In the first 100 days of his second term, Trump has taken Washington’s confrontation with Beijing to greater heights still, laying out a staunchly protectionist trade agenda that has led to a de facto trade embargo between the world’s two largest economies.
US tariffs on most Chinese goods have risen to 145 percent, with the rate rising to 245 percent on some items, while loopholes that previously allowed Chinese exporters to evade pre-existing tariffs have been closed.
China has imposed tariffs of 125 percent on most US goods in response, in addition to other retaliatory measures such as export controls on critical minerals and tighter limits on the number of Hollywood films shown in Chinese cinemas.
Trump’s trade war picks up from where he left off in his first administration, shaped by a longstanding belief that China and other countries have taken advantage of their trade relationship with the US.
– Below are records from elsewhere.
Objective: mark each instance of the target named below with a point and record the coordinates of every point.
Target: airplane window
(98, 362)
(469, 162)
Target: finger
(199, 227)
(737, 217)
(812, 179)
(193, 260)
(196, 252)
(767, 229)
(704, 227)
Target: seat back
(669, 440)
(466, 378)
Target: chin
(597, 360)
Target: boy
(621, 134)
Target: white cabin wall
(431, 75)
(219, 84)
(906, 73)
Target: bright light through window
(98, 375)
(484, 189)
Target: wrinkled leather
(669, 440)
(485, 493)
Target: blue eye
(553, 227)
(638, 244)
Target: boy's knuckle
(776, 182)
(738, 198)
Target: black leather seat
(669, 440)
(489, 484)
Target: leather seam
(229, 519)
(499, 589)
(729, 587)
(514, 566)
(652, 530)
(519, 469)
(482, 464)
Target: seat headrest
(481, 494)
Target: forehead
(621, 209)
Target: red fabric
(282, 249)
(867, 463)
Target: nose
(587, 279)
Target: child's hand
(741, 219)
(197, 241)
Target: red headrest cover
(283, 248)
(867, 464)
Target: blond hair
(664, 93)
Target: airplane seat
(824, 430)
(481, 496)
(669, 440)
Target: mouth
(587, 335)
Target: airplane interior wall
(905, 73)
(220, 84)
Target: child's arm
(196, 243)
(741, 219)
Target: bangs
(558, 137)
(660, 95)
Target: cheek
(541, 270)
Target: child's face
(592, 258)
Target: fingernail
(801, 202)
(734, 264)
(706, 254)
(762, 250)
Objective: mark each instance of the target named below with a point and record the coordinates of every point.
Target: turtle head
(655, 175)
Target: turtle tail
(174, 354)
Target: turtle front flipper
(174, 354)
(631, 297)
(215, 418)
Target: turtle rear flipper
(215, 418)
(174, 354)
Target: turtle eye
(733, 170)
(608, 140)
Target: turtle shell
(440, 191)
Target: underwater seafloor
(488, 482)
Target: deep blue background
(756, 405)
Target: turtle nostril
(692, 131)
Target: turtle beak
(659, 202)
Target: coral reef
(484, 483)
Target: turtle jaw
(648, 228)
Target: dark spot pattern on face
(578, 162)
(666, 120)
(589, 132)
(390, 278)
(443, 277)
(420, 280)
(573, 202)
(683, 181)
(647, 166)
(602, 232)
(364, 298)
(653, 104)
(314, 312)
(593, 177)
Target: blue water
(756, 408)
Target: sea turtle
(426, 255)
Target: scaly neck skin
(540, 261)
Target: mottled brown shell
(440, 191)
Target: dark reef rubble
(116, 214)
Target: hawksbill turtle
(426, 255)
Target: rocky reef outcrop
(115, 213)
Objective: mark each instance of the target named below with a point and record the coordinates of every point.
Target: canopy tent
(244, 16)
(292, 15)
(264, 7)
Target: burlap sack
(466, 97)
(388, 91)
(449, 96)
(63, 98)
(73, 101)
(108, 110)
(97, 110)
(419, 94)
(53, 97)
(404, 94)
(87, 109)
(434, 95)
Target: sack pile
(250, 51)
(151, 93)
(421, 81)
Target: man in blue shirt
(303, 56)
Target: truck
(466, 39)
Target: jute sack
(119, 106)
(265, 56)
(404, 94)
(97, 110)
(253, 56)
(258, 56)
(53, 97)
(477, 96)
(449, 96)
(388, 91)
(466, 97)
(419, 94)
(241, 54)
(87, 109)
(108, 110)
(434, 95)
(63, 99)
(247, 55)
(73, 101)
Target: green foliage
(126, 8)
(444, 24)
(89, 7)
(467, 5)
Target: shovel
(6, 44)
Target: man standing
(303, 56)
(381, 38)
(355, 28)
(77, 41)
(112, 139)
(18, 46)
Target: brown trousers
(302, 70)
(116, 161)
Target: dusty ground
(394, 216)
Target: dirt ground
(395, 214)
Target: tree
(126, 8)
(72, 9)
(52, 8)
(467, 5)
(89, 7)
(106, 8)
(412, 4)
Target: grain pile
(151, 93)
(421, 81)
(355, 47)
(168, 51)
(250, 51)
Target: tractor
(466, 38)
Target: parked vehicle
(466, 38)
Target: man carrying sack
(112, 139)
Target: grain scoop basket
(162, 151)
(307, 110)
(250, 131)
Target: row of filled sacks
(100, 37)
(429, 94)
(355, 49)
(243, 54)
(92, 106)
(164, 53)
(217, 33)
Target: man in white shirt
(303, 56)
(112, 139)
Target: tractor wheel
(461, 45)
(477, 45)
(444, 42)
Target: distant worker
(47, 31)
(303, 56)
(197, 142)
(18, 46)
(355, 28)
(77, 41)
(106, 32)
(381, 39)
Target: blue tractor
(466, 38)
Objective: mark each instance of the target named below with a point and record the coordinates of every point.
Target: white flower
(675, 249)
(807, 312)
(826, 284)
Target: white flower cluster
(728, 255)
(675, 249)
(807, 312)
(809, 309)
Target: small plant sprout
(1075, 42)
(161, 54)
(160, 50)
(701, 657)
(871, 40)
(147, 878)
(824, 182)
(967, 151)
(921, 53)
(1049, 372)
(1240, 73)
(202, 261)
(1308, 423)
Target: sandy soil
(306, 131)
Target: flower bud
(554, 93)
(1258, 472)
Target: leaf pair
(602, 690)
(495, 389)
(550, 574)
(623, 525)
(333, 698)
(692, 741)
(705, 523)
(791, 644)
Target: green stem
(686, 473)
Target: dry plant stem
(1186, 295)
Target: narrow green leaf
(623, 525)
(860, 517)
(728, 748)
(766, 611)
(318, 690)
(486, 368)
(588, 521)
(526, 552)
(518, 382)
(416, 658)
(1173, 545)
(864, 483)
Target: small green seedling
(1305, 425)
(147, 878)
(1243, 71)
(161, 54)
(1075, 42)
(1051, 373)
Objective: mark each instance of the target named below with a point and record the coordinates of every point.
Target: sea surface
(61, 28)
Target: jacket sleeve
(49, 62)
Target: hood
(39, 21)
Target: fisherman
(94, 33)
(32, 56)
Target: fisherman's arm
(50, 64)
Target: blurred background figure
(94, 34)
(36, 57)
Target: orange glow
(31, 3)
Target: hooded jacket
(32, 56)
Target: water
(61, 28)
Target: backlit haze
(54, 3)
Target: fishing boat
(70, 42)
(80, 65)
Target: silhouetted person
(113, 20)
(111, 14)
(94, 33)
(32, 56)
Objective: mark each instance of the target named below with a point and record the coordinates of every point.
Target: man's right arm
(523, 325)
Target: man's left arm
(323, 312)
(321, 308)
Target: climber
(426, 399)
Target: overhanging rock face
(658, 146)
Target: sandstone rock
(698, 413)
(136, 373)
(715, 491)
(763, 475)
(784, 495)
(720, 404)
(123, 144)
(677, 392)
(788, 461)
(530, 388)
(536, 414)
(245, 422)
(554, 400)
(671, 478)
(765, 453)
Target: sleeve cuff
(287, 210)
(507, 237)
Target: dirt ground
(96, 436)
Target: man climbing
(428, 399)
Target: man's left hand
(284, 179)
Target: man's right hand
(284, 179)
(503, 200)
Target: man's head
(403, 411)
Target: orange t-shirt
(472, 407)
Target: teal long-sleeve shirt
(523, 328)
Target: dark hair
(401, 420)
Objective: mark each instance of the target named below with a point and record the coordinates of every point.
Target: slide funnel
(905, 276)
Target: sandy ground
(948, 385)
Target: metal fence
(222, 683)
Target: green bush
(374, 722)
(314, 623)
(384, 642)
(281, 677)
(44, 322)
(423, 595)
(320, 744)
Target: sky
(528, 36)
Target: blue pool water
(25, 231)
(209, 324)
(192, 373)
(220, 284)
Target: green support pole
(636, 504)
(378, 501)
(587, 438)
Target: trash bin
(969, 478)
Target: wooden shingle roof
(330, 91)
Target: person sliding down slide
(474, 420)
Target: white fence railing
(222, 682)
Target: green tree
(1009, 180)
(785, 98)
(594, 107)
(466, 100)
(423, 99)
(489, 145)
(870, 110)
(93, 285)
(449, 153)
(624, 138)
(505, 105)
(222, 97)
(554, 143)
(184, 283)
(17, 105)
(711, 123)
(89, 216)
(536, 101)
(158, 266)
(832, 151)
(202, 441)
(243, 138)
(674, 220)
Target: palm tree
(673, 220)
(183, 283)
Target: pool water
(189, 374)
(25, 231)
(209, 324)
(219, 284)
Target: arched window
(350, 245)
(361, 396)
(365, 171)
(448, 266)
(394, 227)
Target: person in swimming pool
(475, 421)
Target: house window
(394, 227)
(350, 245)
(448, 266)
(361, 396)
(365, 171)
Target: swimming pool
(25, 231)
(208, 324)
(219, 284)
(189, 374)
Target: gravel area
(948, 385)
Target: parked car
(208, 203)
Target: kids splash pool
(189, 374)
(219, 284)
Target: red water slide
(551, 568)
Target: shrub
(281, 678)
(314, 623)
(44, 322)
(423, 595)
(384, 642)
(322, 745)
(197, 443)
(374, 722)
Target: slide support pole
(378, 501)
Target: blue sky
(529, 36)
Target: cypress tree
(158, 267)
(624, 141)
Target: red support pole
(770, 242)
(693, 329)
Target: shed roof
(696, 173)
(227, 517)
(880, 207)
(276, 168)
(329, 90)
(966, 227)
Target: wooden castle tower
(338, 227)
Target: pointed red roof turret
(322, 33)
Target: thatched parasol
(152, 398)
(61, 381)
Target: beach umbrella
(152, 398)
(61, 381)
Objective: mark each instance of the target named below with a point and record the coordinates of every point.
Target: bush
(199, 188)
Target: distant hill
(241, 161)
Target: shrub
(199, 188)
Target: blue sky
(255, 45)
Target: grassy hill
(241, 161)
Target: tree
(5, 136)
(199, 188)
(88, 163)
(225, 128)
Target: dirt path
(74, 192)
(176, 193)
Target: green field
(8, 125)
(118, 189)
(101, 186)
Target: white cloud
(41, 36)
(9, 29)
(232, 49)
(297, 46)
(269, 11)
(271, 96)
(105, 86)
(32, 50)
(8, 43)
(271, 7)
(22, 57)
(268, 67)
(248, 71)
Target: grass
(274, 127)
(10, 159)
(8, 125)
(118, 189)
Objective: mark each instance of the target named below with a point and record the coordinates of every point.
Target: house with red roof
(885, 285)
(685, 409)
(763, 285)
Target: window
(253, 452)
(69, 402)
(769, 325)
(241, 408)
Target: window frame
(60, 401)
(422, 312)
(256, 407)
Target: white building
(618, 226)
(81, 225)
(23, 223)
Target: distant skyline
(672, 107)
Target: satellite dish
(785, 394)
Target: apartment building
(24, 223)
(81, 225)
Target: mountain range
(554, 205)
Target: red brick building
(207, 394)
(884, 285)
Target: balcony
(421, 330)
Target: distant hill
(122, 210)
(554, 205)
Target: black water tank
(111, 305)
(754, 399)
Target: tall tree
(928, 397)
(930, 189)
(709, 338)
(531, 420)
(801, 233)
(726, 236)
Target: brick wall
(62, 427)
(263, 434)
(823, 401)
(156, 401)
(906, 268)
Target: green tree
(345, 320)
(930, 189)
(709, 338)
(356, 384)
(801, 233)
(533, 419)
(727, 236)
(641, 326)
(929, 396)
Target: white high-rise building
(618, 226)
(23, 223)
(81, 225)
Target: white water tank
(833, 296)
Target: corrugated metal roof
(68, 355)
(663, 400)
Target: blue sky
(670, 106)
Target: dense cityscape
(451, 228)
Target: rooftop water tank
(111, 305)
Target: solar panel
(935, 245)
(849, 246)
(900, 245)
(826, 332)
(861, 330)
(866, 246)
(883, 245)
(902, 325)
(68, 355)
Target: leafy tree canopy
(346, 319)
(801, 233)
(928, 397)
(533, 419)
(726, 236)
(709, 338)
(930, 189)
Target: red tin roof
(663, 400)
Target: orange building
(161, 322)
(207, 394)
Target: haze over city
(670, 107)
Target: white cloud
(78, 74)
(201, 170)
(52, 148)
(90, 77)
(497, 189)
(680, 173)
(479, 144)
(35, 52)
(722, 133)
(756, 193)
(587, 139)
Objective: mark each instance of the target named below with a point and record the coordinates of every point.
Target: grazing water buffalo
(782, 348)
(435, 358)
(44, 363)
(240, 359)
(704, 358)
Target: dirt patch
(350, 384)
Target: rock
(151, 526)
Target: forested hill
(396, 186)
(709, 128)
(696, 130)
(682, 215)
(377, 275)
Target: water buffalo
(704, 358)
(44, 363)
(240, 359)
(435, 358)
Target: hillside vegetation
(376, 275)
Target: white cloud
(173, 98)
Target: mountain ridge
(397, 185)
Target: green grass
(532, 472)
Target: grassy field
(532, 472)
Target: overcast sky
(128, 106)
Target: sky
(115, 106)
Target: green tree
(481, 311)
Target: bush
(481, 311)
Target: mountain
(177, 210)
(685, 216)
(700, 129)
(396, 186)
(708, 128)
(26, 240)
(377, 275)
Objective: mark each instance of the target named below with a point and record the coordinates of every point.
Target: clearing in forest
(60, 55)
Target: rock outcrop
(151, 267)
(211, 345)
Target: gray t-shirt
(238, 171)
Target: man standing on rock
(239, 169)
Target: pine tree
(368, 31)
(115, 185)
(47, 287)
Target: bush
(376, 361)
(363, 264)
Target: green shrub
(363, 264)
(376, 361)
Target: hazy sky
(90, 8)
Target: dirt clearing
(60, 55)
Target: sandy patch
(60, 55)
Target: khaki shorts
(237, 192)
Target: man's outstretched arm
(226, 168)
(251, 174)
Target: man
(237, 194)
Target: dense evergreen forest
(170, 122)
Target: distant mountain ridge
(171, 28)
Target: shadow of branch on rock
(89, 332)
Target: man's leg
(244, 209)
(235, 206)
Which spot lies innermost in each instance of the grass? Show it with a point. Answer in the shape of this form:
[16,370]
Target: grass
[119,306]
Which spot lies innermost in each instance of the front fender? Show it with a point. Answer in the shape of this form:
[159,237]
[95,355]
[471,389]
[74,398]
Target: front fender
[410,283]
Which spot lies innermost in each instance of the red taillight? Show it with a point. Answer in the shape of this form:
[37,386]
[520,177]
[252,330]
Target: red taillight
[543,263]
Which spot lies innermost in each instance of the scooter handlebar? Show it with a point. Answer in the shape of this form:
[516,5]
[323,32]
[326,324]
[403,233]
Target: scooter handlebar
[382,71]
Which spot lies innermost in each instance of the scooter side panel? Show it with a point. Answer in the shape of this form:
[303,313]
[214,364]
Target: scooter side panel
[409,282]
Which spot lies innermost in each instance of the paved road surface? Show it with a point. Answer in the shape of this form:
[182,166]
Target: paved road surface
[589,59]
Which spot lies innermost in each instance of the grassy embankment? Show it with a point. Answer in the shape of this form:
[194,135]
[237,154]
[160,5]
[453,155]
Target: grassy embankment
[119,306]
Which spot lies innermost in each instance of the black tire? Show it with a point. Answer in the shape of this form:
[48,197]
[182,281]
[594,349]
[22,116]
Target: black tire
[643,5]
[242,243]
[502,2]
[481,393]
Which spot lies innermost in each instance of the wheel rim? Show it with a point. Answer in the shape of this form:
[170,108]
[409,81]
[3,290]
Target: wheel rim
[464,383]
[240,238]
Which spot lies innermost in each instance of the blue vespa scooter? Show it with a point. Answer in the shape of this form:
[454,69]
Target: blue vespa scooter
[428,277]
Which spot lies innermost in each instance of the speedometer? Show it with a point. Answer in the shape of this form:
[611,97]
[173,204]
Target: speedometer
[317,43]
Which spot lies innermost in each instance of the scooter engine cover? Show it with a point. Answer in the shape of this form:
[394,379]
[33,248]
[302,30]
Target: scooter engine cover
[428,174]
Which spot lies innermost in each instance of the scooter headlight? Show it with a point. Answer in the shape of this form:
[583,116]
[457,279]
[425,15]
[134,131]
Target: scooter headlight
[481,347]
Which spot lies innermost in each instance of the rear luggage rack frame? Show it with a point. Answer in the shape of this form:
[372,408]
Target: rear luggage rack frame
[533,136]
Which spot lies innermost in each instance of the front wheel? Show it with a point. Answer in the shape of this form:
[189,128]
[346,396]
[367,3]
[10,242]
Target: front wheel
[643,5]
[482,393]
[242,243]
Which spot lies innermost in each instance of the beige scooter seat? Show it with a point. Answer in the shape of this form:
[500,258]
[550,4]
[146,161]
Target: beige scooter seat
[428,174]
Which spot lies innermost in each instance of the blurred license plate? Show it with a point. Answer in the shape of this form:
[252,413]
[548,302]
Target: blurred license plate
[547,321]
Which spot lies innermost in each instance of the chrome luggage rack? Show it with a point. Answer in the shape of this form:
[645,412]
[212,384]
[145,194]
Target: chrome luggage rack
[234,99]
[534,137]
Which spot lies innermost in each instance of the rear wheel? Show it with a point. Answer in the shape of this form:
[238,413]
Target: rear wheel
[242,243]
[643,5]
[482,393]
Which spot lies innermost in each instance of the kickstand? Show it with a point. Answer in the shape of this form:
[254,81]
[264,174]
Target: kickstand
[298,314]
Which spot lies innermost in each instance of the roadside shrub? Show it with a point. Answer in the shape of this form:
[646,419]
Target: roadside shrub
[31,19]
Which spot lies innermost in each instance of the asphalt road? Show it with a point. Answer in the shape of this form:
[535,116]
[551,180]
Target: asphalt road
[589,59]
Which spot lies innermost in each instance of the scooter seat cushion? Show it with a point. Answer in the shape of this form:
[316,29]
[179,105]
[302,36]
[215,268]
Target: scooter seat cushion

“It’s more or less a continuation in terms of goals and direction, maybe with more force, more determination. He has been treating China as an enemy and not as a friend,” Zhiwu Chen, a finance professor at the University of Hong Kong, told media.
The US trade deficit in goods and services reached $918.4bn in 2024, with the deficit in goods hitting a record $1.2 trillion, according to the Bureau of Economic Analysis.
In Trump’s worldview, China, the US’s third-largest trade partner after Mexico and Canada, is among the worst exploiters.
“Trump believes that China has gotten a free ride during the era of globalisation and exploited the US consumer,” Dennis Wilder, a former White House official and senior fellow at Georgetown University’s Initiative for US-China Dialogue on Global Issues, told media.